Is Murano famous?

Yes. Since ancient times people have paid an almost mystic attention to glass, attributing something magical and supernatural to this transparent material. Magicians predicted the future by gazing into a crystal sphere and chemists and alchemists studied prisms in search of a stone which would turn metal into gold. Like the fire that gave life to the popular belief of the Phoenix (the mythological bird with the golden plumes) glass became synonymous with beauty.

Even now visitors to Murano find the same scenes which inspired writers and legends. The furnace structures have remained largely unaltered over time and new technology is rarely found. All this is because of the attachment the craft workers have toward tradition. They seem to have frozen in time over more than a thousand years of history. 

The origins of the art of glass blowing in Venice can be traced back to the 7th Century.
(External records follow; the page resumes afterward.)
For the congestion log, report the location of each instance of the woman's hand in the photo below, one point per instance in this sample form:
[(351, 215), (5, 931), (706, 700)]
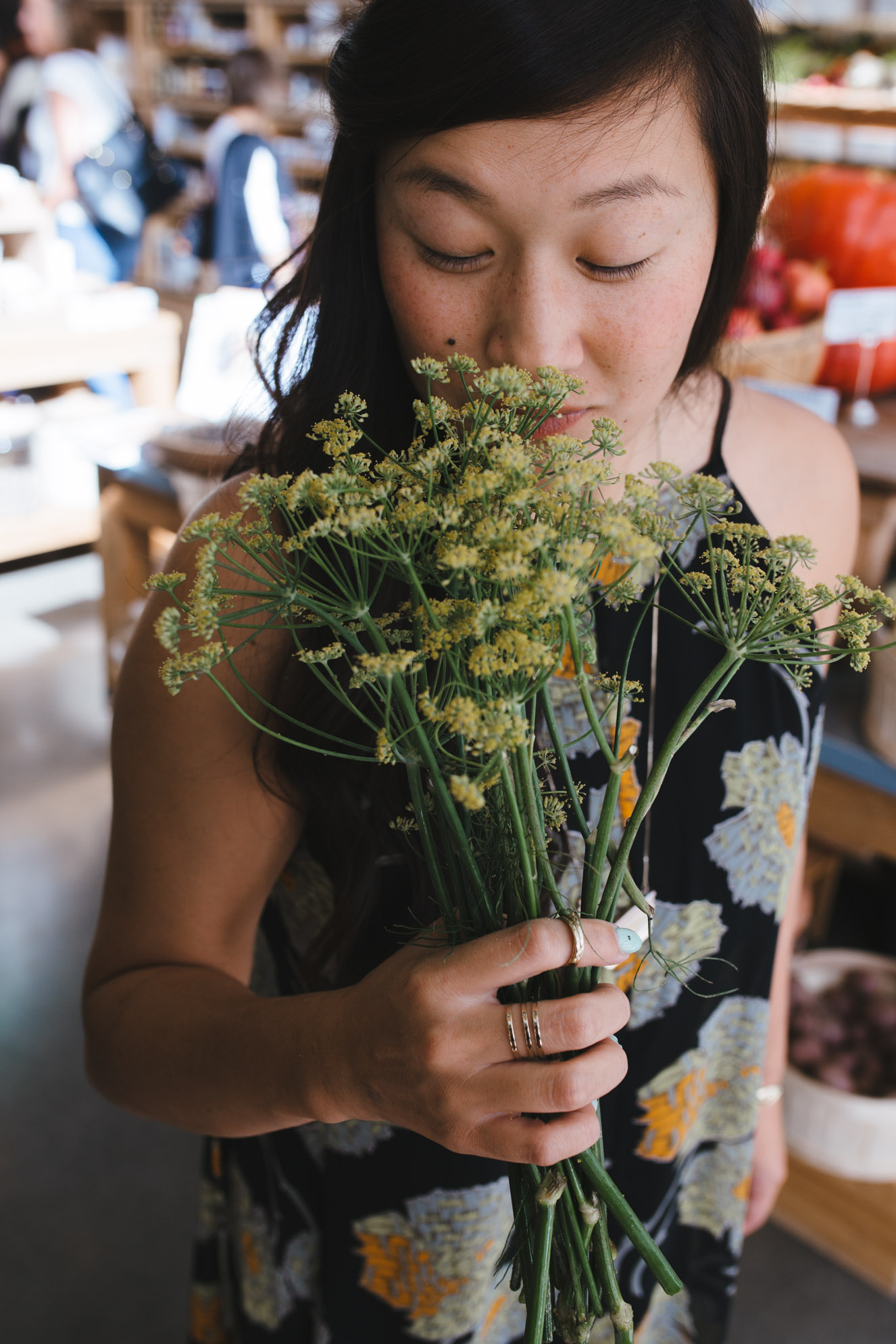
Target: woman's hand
[(422, 1042), (769, 1167)]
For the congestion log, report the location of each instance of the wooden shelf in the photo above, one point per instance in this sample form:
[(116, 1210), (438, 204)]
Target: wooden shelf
[(830, 104), (874, 24)]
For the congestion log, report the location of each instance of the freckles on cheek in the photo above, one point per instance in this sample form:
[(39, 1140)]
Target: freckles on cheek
[(424, 316)]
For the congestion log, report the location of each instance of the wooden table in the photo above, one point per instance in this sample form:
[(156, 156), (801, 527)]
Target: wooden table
[(849, 1221), (39, 353), (42, 351)]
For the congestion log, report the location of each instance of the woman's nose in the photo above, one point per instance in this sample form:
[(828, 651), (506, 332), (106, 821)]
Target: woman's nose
[(532, 322)]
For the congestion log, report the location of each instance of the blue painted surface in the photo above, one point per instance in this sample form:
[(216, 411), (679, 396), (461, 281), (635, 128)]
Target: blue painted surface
[(857, 762)]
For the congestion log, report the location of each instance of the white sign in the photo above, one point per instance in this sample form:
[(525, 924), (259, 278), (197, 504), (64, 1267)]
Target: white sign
[(821, 401), (860, 315)]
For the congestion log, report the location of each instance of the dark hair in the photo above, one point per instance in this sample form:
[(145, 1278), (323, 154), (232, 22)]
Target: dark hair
[(78, 24), (250, 76), (405, 70)]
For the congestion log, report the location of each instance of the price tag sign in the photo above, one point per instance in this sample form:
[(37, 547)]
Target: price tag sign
[(867, 316)]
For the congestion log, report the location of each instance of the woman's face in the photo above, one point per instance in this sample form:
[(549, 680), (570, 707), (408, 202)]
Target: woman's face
[(39, 26), (582, 243)]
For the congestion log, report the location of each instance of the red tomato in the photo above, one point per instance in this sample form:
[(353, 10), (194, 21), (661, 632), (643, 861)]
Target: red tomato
[(841, 368)]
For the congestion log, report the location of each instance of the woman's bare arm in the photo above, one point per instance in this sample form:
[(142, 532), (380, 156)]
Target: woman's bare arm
[(197, 845)]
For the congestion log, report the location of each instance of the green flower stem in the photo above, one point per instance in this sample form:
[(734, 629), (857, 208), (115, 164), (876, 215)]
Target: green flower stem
[(522, 839), (579, 818), (720, 674), (590, 895), (547, 1195), (522, 1231), (610, 1194), (578, 1262), (421, 812), (620, 1311), (537, 827), (576, 1239), (444, 799), (582, 682)]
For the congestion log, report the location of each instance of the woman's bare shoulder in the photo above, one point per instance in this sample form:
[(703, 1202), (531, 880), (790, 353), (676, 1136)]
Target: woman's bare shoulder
[(797, 475)]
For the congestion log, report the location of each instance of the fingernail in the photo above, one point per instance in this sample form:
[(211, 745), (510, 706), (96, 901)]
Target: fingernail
[(628, 940)]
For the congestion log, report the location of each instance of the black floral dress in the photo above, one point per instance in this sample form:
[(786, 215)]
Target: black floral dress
[(367, 1234)]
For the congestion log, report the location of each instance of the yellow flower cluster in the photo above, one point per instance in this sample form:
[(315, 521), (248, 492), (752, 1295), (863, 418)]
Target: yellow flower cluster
[(190, 667), (326, 655), (370, 667), (487, 728), (509, 653)]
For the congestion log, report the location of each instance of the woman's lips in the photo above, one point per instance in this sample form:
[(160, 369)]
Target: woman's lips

This is confirmed by a document written by a Benedict monk named Domenico who manufactured phials for use in the home. The technique used to make the phials was that of blowing into glass using the same instruments Roman glassblowers had invented before passing them down through the ages. It is presumed that the technique was refined in Venice more than elsewhere in Europe because of its trading contacts with the Orient and with peoples that had an ancient tradition in glass blowing including the Syrians and the Egyptians. This mix of traditions gave Venetian production a uniqueness that has made its glass so important throughout the world.

Murano itself is usually described as an island in the Venetian lagoon, although like Venice itself it is actually an archipelago of islands linked by bridges. It lies about a mile north of Venice and is the most famous 'district' of Venice for glass making, particularly lampworking. It was settled by the Romans and first prospered through fishing and the production of salt before becoming a major port for trade.


Murano in the prospective map by Jacopo de'Barbari
Reproduced with the kind permission of Correr Museum, Venice, Italy.

Murano’s reputation as a centre for glass making was born when the Venetian Republic, fearing fire and destruction to the city’s mostly wood buildings, ordered glass workers to move their foundries to Murano in 1291. The glass workers were soon the island’s most prominent citizens. By the 14th Century glass makers were allowed to wear swords, enjoyed immunity from prosecution by the Venetian state and found their daughters married into Venice’s most affluent families. Of course, there was a catch: glass workers weren't allowed to leave the Republic. However, some craftsmen escaped and set up glass furnaces in surrounding cities and as far afield as England and the Netherlands.

Murano’s glass workers held a monopoly on quality glass making for centuries, developing or refining many technologies including crystal, enamelled glass (it. smalto), glass with threads of gold or gold dust (it. aventurine), multicoloured glass (it. millefiori) and milk glass (it. lattimo). Today, the artisans of Murano are still employing these century-old techniques, crafting everything from contemporary art glass to chandeliers and beads for jewellery.